The Third Circuit Court of Appeal's recent decision in Lofstad v. Raimondo represents a significant shift in the legal framework governing U.S. Fishery Management Councils with broad implications. Lofstad, 117 F. 4th 493 (3rd Cir. 2024). The court held that the Fishery Management Councils wield significant authority and are unlawfully Officers of the United States. Because the councils are not appointed by the president, or confirmed by the Senate, the current structure is unconstitutional. Under the 1976 Magnuson-Stevens Fishery Act (“the Act”), U.S. Regional Fishery Management Councils (“councils”) were established to oversee fisheries across multiple states to prevent overfishing while minimizing economic and social harm to local communities. 16 U.S.C. §1801(a)(6). Although they mainly serve as advisors, councils can draft management plans and amendments for the U.S. Secretary of Commerce to review and implement. However, the council does hold other authority, notably the ability to block the Secretary of Commerce in three situations: (1) blocking limited-access fishing systems; (2) preventing state management delegation; and (3) stopping plan repeals without sufficient council approval. 16 U.S.C. §§ 1802(26)–(27), 1854(c)(3), 1854(h), 1856(a)(3)(B).

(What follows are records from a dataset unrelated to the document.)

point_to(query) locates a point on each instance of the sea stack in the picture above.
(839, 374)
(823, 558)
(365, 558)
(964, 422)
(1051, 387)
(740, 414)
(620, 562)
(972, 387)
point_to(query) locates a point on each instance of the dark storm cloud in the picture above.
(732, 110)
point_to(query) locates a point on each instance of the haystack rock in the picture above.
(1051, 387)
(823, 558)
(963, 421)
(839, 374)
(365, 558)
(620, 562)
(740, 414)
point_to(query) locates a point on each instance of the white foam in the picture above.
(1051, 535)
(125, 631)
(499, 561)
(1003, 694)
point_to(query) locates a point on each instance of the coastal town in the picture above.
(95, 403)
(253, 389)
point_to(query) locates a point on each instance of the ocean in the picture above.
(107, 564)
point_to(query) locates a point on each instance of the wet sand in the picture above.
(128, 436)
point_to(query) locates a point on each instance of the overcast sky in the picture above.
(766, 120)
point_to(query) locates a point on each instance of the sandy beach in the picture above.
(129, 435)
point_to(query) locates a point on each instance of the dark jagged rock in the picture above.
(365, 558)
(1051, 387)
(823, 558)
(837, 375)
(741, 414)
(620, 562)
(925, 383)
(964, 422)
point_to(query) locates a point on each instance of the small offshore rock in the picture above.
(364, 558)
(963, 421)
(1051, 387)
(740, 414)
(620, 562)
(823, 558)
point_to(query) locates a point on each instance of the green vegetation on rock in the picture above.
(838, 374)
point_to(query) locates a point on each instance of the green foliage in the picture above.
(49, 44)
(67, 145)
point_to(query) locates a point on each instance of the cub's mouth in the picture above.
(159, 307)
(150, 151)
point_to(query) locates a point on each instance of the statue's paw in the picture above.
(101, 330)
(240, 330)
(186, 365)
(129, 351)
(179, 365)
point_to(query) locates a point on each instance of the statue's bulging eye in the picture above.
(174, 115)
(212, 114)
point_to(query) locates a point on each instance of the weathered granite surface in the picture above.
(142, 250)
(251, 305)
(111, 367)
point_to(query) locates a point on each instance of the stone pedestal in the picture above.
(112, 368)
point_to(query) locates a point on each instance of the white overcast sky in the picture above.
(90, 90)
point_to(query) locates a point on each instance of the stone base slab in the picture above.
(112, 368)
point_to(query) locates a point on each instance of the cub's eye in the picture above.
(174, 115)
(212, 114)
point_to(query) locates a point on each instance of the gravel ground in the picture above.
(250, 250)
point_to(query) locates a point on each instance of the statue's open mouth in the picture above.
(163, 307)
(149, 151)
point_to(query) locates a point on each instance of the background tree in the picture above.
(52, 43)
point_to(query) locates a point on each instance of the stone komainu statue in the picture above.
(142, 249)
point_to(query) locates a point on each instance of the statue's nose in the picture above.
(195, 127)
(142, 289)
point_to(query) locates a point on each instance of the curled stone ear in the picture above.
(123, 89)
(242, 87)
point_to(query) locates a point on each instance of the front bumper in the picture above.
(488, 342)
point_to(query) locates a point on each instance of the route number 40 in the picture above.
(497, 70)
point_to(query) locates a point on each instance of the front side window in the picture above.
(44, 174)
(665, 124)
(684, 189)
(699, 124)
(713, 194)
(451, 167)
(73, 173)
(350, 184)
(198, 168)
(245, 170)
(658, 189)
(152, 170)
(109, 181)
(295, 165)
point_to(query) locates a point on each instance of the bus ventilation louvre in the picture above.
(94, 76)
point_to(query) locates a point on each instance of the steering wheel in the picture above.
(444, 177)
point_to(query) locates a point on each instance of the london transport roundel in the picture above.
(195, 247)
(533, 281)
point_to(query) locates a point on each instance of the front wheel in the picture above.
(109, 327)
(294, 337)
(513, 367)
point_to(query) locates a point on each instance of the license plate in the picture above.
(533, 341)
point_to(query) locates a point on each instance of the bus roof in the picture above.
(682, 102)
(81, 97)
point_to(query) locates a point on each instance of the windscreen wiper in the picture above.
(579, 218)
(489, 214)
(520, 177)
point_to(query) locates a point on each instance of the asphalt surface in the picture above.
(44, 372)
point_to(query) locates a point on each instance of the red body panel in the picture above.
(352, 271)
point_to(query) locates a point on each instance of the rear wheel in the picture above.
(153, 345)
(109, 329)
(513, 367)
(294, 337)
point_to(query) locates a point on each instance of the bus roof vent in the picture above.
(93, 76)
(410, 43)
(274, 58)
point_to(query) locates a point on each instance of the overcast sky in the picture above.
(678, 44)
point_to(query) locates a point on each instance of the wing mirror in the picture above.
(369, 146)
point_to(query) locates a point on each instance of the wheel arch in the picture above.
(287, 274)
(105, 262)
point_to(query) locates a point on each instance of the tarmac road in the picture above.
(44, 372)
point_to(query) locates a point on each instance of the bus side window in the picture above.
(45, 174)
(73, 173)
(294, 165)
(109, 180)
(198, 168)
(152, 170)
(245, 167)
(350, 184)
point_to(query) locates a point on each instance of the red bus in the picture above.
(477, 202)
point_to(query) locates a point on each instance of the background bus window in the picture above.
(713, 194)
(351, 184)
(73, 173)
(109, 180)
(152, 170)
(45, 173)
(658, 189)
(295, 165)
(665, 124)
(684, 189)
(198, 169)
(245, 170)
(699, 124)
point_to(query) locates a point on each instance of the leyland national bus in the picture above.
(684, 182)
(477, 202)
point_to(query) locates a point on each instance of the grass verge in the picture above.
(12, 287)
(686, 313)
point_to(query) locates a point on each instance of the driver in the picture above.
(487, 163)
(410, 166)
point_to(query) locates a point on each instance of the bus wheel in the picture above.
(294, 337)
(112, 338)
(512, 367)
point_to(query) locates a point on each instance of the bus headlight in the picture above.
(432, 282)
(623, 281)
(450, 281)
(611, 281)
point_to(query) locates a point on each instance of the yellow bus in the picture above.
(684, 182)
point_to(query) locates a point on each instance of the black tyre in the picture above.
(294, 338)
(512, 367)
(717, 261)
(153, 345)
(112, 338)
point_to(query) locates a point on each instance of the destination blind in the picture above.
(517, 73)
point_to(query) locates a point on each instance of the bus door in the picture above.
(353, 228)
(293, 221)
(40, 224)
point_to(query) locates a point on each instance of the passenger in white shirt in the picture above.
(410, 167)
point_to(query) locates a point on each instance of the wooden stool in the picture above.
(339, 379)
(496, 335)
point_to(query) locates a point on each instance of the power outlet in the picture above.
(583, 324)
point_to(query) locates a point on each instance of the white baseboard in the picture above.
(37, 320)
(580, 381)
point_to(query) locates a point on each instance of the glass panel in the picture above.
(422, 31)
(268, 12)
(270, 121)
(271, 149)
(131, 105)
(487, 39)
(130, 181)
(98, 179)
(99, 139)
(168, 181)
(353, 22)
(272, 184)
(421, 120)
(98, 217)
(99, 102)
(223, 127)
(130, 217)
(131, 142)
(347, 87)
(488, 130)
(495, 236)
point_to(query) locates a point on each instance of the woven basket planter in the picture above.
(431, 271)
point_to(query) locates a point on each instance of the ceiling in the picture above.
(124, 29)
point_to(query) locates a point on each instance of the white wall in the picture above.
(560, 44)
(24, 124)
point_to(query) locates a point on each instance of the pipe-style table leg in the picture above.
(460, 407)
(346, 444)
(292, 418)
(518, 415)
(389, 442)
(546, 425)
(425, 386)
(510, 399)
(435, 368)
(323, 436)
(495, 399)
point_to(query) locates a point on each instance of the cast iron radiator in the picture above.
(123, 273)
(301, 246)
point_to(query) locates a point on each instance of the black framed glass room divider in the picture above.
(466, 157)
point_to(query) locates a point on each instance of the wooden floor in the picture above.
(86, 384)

At the heart of Lofstad, was a disagreement between commercial fishermen and the Secretary of Commerce over whether the councils held too much authority as employees of the United States. An employee of the United States can become an officer if they hold significant authority. Lofstad, 117 F. 4th 493 at 499 (quoting Buckley v. Valeo, 424 U.S. 1, 126 (1976)). If the council's authority is deemed significant then they are unconstitutionally appointed officers of the United States. The U.S. Department of Commerce argued that the council's power is predominantly an advisory role with the power to propose amendments and plans, but no final authority in establishing regulations. Lofstad, 117 F. 4th 493 at 500. Despite being given the power to block—known as a pocket veto—the Secretary of Commerce in limited situations, the council does not have authority over what amendments and plans will be proposed by the Secretary. However, the commercial fishermen successfully argued that the power of a pocket veto is substantial, potentially influencing the amendments and plans the Secretary proposes, and is ultimately unconstitutional. Circuit Judge Stephanos Bibas, delivering the majority opinion, noted when the framers drafted the constitution they feared giving any government official an absolute veto, that cannot be overridden. For example, the president has a qualified veto that can be overridden by ⅔ vote from Congress. Id. at 499. The Council’s veto, on the other hand, can only be implemented in three situations but cannot be overridden.
Ultimately the Third Circuit’s decision underscores the constitutional limits on administrative agencies. While the Magnuson-Stevens Act envisioned the Regional Fishery Management Councils as key factors in balancing conservation efforts with economic sustainability, the court found that their ability to block federal actions went beyond their intended advisory role. To remedy this unconstitutional authority, the Third Circuit severed, or removed, the Council’s pocket veto. This allows for the broader framework of the Act to stay intact and preserves the council's authority as an advisory role.
The dissent, delivered by Circuit Judge Marjorie Rendell, argued this decision could undermine the intent of the Act, effectively changing legislation, and could lead to political interference in the council and other administrations. Id. at 502–503 (Rendell, J., dissenting). In practice, this could be unduly burdensome, while some view the council’s authority as minor to justify judicial interference. On February 21st, a request to the Supreme Court to review a lower court’s case, was due to the U.S. Supreme Court. The Solicitor General representing the United States decided not to appeal stating “review of the constitutional issue is not warranted at this time.”1 As it stands the Third Circuit Court of Appeal’s decision remains final, reinforcing constitutional limits on the council while retaining the council's “most significant role” as an advisor. Lofstad, 117 F. 4th 493 at 501 (citing NRDC v. Nat’l Marine Fisheries Serv., 71 F. Supp. 3d 35, 40 (D.D.C. 2014)).
1 Elizabeth B. Prelogar, Re: Lofstad v. Raimondo, No. 24-1420 (3d Cir. Sept. 25, 2024), Off. Solic. Gen. (Feb. 5, 2025), (Informing Speaker Johnson that they were not going to submit a writ of certiorari).